Stavo per imboccare la salita per l'alberghiero, però mi blocco.

Due fatti si insinuano con prepotenza dentro di me. Anzitutto, il fatto di aver toccato distrattamente il portachiavi come faccio sempre, e aver trovato il colpevole del furto subito dopo. Perciò... funziona? Sì? No? Boh?

Mi gratto la testa. Che ipotesi assurda. Dovrei smetterla di ficcarmi tutto in tasca, piuttosto.

Il secondo fatto è quello di avere forse individuato il ladro del cellulare del prof.

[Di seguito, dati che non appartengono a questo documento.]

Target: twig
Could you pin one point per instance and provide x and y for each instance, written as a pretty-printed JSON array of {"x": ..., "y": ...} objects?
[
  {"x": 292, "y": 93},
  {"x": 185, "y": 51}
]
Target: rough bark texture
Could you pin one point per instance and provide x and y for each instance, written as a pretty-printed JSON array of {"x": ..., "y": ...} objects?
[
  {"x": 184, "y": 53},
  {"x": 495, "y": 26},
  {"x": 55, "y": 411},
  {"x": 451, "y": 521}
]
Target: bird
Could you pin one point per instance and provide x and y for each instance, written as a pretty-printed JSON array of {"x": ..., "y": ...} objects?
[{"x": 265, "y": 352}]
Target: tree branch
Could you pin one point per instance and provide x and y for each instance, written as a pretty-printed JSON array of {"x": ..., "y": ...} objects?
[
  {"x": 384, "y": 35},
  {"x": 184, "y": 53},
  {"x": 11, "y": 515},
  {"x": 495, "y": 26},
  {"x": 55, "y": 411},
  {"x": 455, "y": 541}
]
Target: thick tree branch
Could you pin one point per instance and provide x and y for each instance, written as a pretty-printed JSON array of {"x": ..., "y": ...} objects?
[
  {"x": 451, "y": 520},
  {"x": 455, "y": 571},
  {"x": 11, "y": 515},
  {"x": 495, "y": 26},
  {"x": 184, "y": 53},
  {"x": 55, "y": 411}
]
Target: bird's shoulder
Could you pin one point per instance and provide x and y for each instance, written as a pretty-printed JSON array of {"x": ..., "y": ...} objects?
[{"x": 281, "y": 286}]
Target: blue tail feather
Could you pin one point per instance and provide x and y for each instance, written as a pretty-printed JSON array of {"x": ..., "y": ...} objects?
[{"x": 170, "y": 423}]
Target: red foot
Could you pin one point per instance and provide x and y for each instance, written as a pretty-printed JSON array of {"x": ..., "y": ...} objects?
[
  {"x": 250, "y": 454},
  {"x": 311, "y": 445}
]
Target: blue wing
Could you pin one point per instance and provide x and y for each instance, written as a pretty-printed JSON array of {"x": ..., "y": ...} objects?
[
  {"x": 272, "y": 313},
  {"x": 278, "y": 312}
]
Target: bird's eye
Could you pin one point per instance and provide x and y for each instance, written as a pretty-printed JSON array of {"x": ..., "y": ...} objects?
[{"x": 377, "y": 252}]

Mi sposto davanti alla fila di negozi adiacenti la salita per la scuola, schivando qualche passante, rigirando l'occhio greco tra le dita mentre rifletto. Adesso che sono al corrente di questa cosa, che dovrei fare? Avvertire Calista? Però è solo un'ipotesi, che...

È quello il telefono, è quello, puoi star tranquilla su questo.

Beh, d'accordo. Il telefono è quello. Quindi. Dovrei avvisarlo? E lui, cosa mi vorrà mai dire, per avermi convocato?